For one, when your mink is tired and hungry and plans on eating it's catch immediately, if trained to cache in it's carry box, your mink will most likely take it's catch to it's carry box to eat, instead of deep down in some hole. That is convenient because you will not be sitting outside some hole wondering where your mink is, and what it's doing. You also won't run the risk of having the mink fall asleep deep in some hole after eating it's meal, which is VERY annoying, and a good way to loose a mink.

Another useful thing about having your mink cache in it's carry box, is that you will actually be able to take any extra meat home to feed to your mink later, or to even eat yourself. Here is a video about how to train a mink to cache.

http://youtu.be/CjcEHvSkafY

In this video I use whole bodies of animals. You can start out using the lure, but you will eventually need to do some training with animal bodies. Mink are not stupid, and know the difference between a lure and an actual dead animal. It's easier to start the caching habit with the lure, then later switch to using whole dead animals just like you did the lure. After using whole animal bodies, you will then need to transfer to live animals. For some reason a mink gets so excited after killing, that they often totally forget to cache, and you'll need to do some additional training on live animals to finalize your mink's caching habit.

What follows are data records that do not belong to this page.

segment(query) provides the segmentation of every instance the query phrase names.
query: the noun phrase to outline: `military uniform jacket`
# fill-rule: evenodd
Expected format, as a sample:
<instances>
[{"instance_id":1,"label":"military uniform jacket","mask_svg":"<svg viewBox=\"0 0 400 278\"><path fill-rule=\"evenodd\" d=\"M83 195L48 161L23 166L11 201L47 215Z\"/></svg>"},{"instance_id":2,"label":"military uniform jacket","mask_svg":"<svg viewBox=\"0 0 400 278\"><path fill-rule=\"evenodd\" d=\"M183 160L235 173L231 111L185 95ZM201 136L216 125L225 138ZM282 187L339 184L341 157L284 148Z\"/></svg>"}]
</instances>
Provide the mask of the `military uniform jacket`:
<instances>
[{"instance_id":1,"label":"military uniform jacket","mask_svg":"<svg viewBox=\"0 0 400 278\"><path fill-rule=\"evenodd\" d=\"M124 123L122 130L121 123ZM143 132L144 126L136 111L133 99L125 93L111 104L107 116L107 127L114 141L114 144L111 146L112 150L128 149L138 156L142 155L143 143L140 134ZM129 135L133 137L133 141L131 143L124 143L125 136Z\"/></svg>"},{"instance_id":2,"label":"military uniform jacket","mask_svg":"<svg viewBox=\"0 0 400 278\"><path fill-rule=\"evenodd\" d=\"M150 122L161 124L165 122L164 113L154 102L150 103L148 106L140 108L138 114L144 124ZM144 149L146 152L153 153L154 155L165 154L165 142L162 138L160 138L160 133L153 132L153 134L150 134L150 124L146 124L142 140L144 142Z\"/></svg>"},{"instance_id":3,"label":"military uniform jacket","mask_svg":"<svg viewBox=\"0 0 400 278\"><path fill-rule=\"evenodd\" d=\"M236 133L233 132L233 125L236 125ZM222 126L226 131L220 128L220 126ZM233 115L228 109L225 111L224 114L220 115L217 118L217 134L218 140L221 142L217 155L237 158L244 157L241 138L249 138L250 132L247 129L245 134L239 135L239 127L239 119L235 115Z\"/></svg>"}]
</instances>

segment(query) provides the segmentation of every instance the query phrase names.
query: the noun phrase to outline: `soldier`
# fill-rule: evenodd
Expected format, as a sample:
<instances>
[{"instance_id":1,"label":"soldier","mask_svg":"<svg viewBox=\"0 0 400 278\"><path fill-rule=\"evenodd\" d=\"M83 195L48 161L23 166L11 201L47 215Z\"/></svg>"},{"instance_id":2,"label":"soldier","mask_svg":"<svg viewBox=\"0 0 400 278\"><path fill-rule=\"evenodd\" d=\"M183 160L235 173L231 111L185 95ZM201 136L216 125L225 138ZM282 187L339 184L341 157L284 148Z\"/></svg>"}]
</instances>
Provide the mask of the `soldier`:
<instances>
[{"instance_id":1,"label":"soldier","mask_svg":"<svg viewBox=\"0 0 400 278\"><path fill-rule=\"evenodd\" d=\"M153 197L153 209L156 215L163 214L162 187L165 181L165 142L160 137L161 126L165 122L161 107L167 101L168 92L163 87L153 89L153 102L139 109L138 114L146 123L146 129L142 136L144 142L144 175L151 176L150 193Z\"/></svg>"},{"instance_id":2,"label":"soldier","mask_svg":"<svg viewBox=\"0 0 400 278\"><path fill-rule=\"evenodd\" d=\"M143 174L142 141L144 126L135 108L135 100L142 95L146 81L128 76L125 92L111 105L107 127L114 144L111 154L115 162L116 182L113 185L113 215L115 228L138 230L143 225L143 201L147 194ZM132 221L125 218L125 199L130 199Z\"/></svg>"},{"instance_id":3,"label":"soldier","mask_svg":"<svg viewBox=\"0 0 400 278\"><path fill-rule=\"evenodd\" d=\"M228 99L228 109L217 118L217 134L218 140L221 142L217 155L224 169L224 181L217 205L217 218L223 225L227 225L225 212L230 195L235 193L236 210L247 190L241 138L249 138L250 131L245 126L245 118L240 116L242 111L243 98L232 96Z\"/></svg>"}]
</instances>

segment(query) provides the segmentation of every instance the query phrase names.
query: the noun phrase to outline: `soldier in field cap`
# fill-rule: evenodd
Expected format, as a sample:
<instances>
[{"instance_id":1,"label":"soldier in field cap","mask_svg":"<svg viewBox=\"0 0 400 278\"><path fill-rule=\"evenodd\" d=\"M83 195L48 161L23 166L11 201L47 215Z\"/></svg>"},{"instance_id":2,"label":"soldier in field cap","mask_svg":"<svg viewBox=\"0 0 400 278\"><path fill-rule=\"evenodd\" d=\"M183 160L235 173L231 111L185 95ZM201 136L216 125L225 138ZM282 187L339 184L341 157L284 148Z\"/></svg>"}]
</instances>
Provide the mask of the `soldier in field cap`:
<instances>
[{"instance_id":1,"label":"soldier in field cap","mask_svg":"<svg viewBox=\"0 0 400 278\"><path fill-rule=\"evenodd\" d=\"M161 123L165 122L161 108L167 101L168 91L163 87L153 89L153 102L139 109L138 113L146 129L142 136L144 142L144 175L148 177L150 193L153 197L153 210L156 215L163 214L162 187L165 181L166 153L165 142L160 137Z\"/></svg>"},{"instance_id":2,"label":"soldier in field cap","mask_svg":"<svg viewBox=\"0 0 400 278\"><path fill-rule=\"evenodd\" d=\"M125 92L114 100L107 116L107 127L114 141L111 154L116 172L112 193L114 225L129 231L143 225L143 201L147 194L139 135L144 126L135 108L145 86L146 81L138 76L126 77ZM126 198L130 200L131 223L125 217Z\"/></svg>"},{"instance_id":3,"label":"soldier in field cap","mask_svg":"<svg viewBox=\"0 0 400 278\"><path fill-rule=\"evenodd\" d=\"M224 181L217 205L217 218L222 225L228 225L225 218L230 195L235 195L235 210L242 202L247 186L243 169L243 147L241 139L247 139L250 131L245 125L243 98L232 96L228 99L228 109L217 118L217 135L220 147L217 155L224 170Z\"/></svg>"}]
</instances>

To be honest, training a mink to cache is very time consuming, and at times very frustrating. It is by no means ABSOLUTELY necessary that you teach your mink to cache if you intend to hunt. Most mink will respond to the lure just fine, even if it's eating a kill down in a burrow, and if you don't mind having your mink leave a dead animal body in it's burrow after killing it, then you don't really have to go through the hassle of training your mink to cache in it's carry box. You can just hunt until your mink makes a kill, and if the kill is down in a burrow, just call your mink back up, and ether leave it there, or dig it out. I, however, can not stand the thought of wasting good meat, and in my eyes a precious life, so for me I MUST train my mink to cache, or spend a ridiculous amount of time digging up kills.

One important part of training a mink to cache is not letting it open it's own kills. For some reason mink don't like to open their own kills at first. Most young mink and adult mink raised on the farm seem to be completely clueless about how to open a freshly killed animal. They seem unable to open their own prey unless driven to it by hunger. This is a great advantage to the minkener, because you can teach your mink to rely on you. I never let my mink open their own kills. Instead, I always provide chopped up whole bodied animals. That way my mink aren't as tempted to chew into a kill they make at the bottom of some deep hole. The mink knows by instinct that the dead animal is food, but if they learn to take that dead animal to their box in exchange for ground meat, then that makes life much easier for them, because they don't have to chew through the tough hide, and crunch up all the bones of their prey.